The Last King of Poland’s Summer Retreat: Royal Lazienki Palace

2022-10-14 02:14:10 By : Mr. Shanhai Zhang

WARSAW, Poland—In 1764, King Stanislaw August Poniatowski bought a baroque bathhouse pavilion along with a surrounding estate to build his summer retreat, in Warsaw.

Dutch architect Tylman van Gamerenhad had designed the original bathhouse.  The king had the bathhouse extended to make his neoclassical style summer retreat, the Royal Lazienki Palace, more commonly known as The Palace on the Isle. Some of the original bathhouse decor remains inside the palace.  

The Palace on the Isle sits on around 180 acres that includes several neoclassical buildings and vast English-style gardens. Court architects Domenico Merlini  (Lake Como, Italy) and J ohann Christian Kammsetzer (Dresden, Saxony) took their inspiration for the palace from various eras of Italian architecture, including the mannerist style of Villa Medici, the baroque style of Villa Ludovisi, and the neoclassical style of Villa Albani. 

The vast gardens reflect the king’s love of the English gardens that he’d seen on his Grand Tour, in particular the Stowe Gardens in southeast England, designed by the eminent head gardener Lancelot “Capability” Brown.

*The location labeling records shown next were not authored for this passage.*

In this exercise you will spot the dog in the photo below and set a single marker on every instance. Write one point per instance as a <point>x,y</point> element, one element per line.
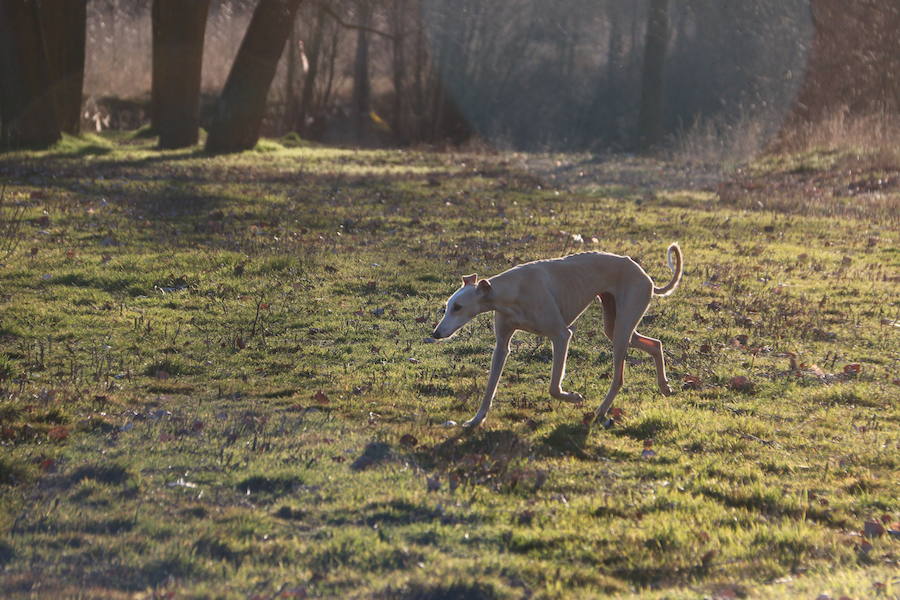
<point>546,297</point>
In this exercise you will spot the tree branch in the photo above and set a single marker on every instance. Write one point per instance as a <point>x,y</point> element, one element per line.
<point>327,9</point>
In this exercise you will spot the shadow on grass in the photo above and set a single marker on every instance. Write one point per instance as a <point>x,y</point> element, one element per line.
<point>505,444</point>
<point>567,439</point>
<point>453,591</point>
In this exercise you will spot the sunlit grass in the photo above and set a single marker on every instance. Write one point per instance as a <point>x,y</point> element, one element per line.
<point>214,382</point>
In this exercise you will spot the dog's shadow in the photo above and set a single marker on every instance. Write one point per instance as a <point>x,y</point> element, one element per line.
<point>570,439</point>
<point>567,439</point>
<point>498,443</point>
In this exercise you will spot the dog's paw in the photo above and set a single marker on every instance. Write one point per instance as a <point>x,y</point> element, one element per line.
<point>573,397</point>
<point>472,423</point>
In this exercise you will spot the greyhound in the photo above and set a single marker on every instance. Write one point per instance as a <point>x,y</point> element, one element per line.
<point>546,297</point>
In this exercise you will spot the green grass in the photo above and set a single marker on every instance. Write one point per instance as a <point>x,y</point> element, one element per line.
<point>214,382</point>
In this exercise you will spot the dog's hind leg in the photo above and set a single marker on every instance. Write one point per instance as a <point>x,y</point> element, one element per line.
<point>503,333</point>
<point>619,326</point>
<point>560,351</point>
<point>653,347</point>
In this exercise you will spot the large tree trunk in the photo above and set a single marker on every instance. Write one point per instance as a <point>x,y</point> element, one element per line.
<point>65,23</point>
<point>239,110</point>
<point>650,119</point>
<point>26,103</point>
<point>853,66</point>
<point>178,31</point>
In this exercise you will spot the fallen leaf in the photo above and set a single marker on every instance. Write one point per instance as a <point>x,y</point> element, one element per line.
<point>58,433</point>
<point>873,529</point>
<point>691,382</point>
<point>740,383</point>
<point>853,369</point>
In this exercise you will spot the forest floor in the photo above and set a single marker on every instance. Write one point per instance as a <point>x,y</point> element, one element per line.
<point>215,379</point>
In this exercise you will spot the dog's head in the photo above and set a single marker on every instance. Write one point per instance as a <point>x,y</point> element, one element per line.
<point>468,301</point>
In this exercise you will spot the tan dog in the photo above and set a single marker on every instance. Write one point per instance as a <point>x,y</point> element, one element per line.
<point>547,296</point>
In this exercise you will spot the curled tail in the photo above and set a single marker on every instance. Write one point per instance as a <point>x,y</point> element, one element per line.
<point>676,267</point>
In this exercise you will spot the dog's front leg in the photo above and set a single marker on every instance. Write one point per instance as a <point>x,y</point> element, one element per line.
<point>503,334</point>
<point>560,351</point>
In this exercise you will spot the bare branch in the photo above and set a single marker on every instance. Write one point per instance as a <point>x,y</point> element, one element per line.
<point>327,9</point>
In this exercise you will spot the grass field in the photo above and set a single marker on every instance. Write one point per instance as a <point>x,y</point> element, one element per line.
<point>214,379</point>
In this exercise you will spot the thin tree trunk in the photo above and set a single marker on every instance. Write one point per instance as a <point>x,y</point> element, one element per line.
<point>178,58</point>
<point>309,82</point>
<point>399,66</point>
<point>26,101</point>
<point>240,109</point>
<point>650,119</point>
<point>361,84</point>
<point>156,75</point>
<point>64,23</point>
<point>290,81</point>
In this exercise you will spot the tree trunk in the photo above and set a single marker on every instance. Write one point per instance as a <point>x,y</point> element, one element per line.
<point>179,28</point>
<point>361,87</point>
<point>156,74</point>
<point>26,102</point>
<point>399,67</point>
<point>290,81</point>
<point>239,110</point>
<point>309,82</point>
<point>64,24</point>
<point>650,120</point>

Among the estate’s notable neoclassical buildings a re the Myslewicki Palace, the Old Orangery (which contains the Royal Sculpture Gallery, and the Royal Court Theater, home of the Polish Royal Opera, and one of the few surviving 18th-century court theaters); the White Pavilion, the dining room of which contains the first Polish grotesques (murals of flora, fauna, and fantastical creatures).

The king was an avid art collector, a hobby he’d picked in the Netherlands after he was inspired by the work of Peter Paul Rubens and Anthony van Dyck. The art and architecture throughout the king’s buildings promotes religious and moral values and the Republic of Poland.